Raoul-François Larche "was a French Art Nouveau sculptor whose work included several figures of Christ, but who may be better known for his numerous female figures, both nude and draped." This statue of Loie Fuller is "one of his best known statues". (Source: Wikipedia)
Reclining Woman with Red Hair, 1906
Théophile van Rysselberghe, Ghent, Belgium 1862 - 1926 Saint-Clair, Var, France
Oil on canvas
Gift of Mrs. Erwin D. Swann, Dayton Art Institute, #1960.93
Théo van Rysselberghe "was a Belgian neo-impressionist painter, who played a pivotal role in the European art scene at the turn of the twentieth century." (Source: Wikipedia)
"The influence of the French artist George Seurat and his pointillist technique is evident in Rysselberghe's painting of a half-naked woman lying on a sofa. The paint is applied in broad, regular strokes that enliven the painting's surface, and whose bright colors give it an added dynamism. This pointillist-inspired style is one of many highly expressive and richly coloristic methods of painting that developed around 1900 in the aftermath of Impressionism. The subject, too, is a common on in the period - a partially clad woman caught in a moment of repose, with little to indicate to the viewer what, if anything, has led her to be painted this way.
"Van Rysselberghe was one of the founding member of a group of Belgian artists called Les XX (Vingt), or The Twenty. Beginning in 1884 they arranged exhibitions of European contemporary artists, especially French Impressionists and Post-Impressionists, including Claude Monet, Vincent Van Gogh, Odilon Redon, and others. Van Rysselberghe's own work shows the influence not only of Seurat but also of Monet." (From info card)
Frederick Carl Frieseke, Owosso, MI 1874 - 1939 Mesnil-sur-Blangy, France
Oil on canvas
National Academy diploma presentation, November 2, 1914
Frieseke "was an American Impressionist painter who spent most of his life as an expatriate in France. An influential member of the Giverny art colony, his paintings often concentrated on various effects of dappled sunlight. He is especially known for painting female subjects, both indoors and out." (Source: Wikipedia)
Frieseke at LACMA
Frieseke at ARTIC
I was charmed by the lovely trees in bloom seen in the window to the Hale Cloister:
Fawn, c. 1930-1936
Carl Paul Jennewein (Stuttgart, Germany 1890-1978 Larchmont, New York)

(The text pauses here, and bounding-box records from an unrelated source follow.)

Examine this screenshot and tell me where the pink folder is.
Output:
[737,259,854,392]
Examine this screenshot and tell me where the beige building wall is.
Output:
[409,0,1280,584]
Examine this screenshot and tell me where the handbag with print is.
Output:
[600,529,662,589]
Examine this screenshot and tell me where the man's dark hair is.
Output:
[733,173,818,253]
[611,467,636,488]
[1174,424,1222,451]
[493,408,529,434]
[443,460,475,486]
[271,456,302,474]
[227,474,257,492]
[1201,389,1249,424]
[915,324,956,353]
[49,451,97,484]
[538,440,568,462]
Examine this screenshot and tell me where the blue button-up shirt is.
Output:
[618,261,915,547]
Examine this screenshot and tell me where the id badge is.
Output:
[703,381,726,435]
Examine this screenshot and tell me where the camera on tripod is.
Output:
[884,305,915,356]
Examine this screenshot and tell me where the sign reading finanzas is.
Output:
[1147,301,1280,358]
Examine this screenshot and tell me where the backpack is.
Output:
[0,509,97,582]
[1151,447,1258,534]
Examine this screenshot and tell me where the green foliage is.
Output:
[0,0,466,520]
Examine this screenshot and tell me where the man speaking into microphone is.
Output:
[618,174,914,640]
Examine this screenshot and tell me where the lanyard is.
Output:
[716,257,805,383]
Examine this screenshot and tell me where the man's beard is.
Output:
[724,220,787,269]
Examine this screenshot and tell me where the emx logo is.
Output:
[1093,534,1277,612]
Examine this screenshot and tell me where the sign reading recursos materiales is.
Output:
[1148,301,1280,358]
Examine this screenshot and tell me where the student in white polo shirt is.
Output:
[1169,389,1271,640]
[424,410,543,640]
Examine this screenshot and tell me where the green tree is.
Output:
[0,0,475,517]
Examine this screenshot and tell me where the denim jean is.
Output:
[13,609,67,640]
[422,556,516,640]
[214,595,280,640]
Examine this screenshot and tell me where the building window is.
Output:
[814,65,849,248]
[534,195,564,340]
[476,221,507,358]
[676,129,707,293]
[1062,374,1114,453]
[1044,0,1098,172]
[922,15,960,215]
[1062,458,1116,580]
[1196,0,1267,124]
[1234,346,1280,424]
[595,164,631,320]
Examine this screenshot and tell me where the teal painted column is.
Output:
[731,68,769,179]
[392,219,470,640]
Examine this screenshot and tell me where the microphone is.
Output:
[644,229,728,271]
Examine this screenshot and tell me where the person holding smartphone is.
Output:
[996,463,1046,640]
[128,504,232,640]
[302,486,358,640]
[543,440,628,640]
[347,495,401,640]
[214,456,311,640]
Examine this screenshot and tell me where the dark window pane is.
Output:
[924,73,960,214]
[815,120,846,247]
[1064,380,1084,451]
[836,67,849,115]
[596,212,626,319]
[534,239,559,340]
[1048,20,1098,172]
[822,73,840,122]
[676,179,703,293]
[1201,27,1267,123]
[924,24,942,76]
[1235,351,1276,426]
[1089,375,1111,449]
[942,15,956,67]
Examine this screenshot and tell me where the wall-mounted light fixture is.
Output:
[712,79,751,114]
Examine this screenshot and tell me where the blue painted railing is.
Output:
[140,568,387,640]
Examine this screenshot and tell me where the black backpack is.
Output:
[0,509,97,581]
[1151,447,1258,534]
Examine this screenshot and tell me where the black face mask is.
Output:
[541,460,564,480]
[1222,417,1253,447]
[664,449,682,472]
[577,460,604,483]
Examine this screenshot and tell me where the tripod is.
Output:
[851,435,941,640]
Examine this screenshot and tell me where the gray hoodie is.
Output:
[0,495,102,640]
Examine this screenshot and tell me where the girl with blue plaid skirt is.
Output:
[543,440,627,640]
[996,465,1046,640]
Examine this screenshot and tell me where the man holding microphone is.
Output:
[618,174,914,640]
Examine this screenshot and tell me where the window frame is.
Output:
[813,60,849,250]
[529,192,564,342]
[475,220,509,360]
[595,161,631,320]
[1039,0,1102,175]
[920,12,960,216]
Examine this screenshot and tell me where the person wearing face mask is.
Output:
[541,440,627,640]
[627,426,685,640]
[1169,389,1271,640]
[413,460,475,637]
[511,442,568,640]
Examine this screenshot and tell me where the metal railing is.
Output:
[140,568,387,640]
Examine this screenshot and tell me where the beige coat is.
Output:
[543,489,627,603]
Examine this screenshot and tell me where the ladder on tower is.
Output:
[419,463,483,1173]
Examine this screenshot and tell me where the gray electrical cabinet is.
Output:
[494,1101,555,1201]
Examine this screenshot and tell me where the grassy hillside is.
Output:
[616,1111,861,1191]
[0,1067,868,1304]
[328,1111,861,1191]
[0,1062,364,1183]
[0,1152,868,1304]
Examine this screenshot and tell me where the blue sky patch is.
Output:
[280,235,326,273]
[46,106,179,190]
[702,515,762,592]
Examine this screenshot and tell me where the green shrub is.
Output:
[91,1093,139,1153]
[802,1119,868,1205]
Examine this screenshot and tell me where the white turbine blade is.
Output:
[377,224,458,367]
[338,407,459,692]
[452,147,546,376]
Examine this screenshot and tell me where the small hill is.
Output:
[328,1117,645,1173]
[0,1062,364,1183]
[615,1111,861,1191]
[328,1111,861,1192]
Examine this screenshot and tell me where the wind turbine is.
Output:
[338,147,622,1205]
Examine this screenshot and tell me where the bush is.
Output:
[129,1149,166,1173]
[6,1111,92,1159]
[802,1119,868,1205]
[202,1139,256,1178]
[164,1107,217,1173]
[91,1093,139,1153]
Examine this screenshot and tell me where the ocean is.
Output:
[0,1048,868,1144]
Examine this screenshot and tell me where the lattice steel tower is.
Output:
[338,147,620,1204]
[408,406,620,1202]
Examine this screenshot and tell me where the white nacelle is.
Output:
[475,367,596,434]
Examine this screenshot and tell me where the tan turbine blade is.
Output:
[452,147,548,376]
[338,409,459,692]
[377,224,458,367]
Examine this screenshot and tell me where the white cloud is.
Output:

Gift of Dr. and Mrs. E.R. Arn, Dayton Art Institute #1946.39
Before reading the info card, I thought this deer might have been done by Paul Manship, another sculptor to have worked in the "Greco Deco" style popular in the late 1920s and 30s. "Greco Deco" arose out of the Beaux-Arts tradition, combining Greek Greek and Roman traditions with those of the then fashionable Art Deco.
Jennewein was elected into the National Academy of Design as an Associate member in 1929 and became a full Academician in 1933. Jennewin was also a chairman of the board of trustees of Brookgreen, which supports American figurative sculpture.
Medallic Art Collector has a nice gallery of the medallions Jennewein did. The Smithsonian also has a couple medallions. LACMA has a nice example of his Greco-Deco sculpture, called "Greek Dance".
All Photos ©Joan Ann Lansberry 2019
I know will share more photos from my visit in the future!